Here are some examples of romance scams seen in the past year:
Example #1:Jamaica make believe
- A member cashed several money orders from the Canada Post office in various amounts.
- The money orders themselves were legitimate, however, the source of the money orders as well as the sender were unknown.
- The member didn’t know who was sending her the money orders but that she had been cashing them to purchase prepaid credit cards for a gentleman from Jamaica she had met online.
- She has been purchasing the gift cards and sending them to this man from Jamaica to help him get to Canada.
- This turned out to be a scam and the member was unwittingly laundering money.
Example #2: Miami money order
- A member was sent a money order from his “girlfriend” in Miami, Florida.
- The girlfriend told the member that her father recently passed away and she is waiting for her inheritance but needs the funds quicker than the estate will be settled.
- A co-worker of her late father said that he would loan her the funds until her inheritance came through and that is who she received the money order from.
- The member was told that they did not want her father’s wife to know that the co-worker was helping her out which is how the member became involved.
- The money order came back as counterfeit and the “girlfriend” disappeared.
How can you avoid Romance Scams?
- Guard your information.

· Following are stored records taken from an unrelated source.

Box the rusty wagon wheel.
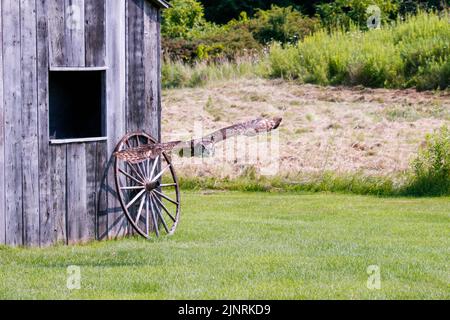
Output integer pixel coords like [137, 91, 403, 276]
[114, 132, 180, 239]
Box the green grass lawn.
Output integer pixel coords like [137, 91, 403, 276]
[0, 191, 449, 299]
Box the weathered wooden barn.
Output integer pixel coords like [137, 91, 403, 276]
[0, 0, 169, 246]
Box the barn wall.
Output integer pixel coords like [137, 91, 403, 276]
[104, 0, 129, 239]
[2, 0, 24, 246]
[0, 0, 5, 245]
[126, 0, 161, 139]
[45, 0, 109, 245]
[0, 0, 162, 246]
[48, 0, 106, 68]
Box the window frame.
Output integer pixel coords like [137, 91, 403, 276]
[48, 66, 108, 145]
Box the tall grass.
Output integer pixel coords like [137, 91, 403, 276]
[178, 172, 400, 196]
[405, 126, 450, 196]
[266, 11, 450, 90]
[162, 56, 265, 89]
[162, 12, 450, 91]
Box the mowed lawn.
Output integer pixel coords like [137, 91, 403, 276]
[0, 191, 448, 299]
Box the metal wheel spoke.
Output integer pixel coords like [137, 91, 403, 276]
[152, 192, 177, 222]
[137, 162, 147, 180]
[146, 159, 151, 178]
[119, 168, 144, 185]
[160, 183, 177, 188]
[146, 195, 150, 236]
[126, 189, 146, 209]
[149, 195, 160, 237]
[120, 185, 145, 190]
[151, 194, 169, 233]
[152, 164, 171, 182]
[127, 159, 145, 182]
[135, 194, 147, 224]
[115, 133, 180, 240]
[154, 189, 178, 205]
[149, 155, 160, 180]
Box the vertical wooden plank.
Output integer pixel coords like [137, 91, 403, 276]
[96, 141, 108, 240]
[48, 0, 65, 67]
[3, 0, 23, 246]
[50, 145, 67, 244]
[143, 3, 160, 139]
[106, 0, 128, 239]
[127, 0, 145, 132]
[48, 0, 86, 67]
[37, 0, 54, 246]
[66, 143, 87, 244]
[21, 0, 40, 246]
[0, 0, 6, 245]
[64, 0, 85, 67]
[85, 0, 105, 67]
[85, 143, 97, 241]
[157, 10, 162, 142]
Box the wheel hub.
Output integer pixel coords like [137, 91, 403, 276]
[145, 180, 160, 192]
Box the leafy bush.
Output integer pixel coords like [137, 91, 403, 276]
[316, 0, 399, 30]
[162, 9, 450, 91]
[265, 11, 450, 90]
[162, 0, 207, 38]
[162, 2, 316, 63]
[405, 126, 450, 196]
[249, 5, 319, 44]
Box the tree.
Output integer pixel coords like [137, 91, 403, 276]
[162, 0, 207, 38]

Remember that what you post online, no matter your privacy settings, are public. Fraudsters can use personal details from your social media profiles and dating sites to target you.

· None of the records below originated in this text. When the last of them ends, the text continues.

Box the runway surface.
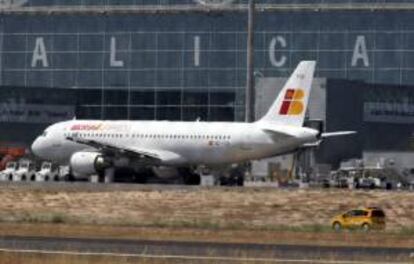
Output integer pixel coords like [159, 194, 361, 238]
[0, 236, 412, 262]
[0, 181, 188, 191]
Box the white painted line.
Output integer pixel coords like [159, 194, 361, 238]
[0, 248, 411, 264]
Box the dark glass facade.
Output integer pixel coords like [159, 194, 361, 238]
[12, 0, 414, 6]
[0, 1, 413, 148]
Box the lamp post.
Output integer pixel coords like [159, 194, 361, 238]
[245, 0, 255, 122]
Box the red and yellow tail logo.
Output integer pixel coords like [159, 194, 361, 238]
[279, 89, 305, 115]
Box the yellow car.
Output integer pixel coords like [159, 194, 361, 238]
[331, 207, 386, 231]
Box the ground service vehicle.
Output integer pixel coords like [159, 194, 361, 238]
[0, 161, 18, 181]
[36, 162, 60, 181]
[12, 160, 36, 181]
[331, 207, 386, 231]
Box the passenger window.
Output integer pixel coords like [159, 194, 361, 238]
[344, 211, 354, 217]
[354, 210, 368, 217]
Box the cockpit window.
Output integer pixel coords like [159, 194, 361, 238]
[41, 131, 48, 137]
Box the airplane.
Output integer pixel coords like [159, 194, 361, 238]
[31, 61, 354, 183]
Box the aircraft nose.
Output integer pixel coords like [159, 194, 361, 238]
[31, 137, 45, 158]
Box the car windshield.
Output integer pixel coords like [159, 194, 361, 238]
[6, 163, 15, 169]
[371, 210, 385, 217]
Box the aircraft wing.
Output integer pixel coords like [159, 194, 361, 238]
[66, 136, 161, 162]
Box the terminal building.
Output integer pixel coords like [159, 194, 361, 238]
[0, 0, 413, 178]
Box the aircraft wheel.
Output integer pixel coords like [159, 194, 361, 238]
[361, 223, 370, 232]
[332, 222, 342, 232]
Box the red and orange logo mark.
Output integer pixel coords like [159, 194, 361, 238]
[279, 89, 305, 115]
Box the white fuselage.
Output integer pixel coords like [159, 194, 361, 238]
[32, 120, 318, 167]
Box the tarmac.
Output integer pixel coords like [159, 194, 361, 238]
[0, 235, 412, 262]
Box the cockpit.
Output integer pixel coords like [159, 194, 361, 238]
[32, 122, 68, 162]
[32, 128, 53, 160]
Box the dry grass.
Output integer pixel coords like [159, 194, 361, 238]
[0, 186, 414, 247]
[0, 187, 413, 229]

- Do your research. Check the person’s profile photo and details using online searches to see if any of the information associated with this person has been used elsewhere. Think, catfishing.
- Take your time. They may be in a rush, but you aren’t. Ask lots of questions and keep track of the responses to see if they add up. Remember the “too good to be true” test!
- Be wary; trust your gut. Be wary if the person asks you to communicate directly—i.e. off of the social media site or dating service you’re currently communicating through. Beware of any attempts to isolate you from family or friends or if they request inappropriate materials such as photos or financial information that could be used for extortion later.
- Check their story. Does this person keep promising to meet in person but then there is always an excuse for why it doesn’t work out? Could be because they don’t actually exist as who they say they are. If you haven’t met them in person after a few months, be suspicious.
- Meet them first. Do not send money to anyone you haven’t met by live video or in-person. If you’ve only ever chatted by phone or online, you don’t know this person.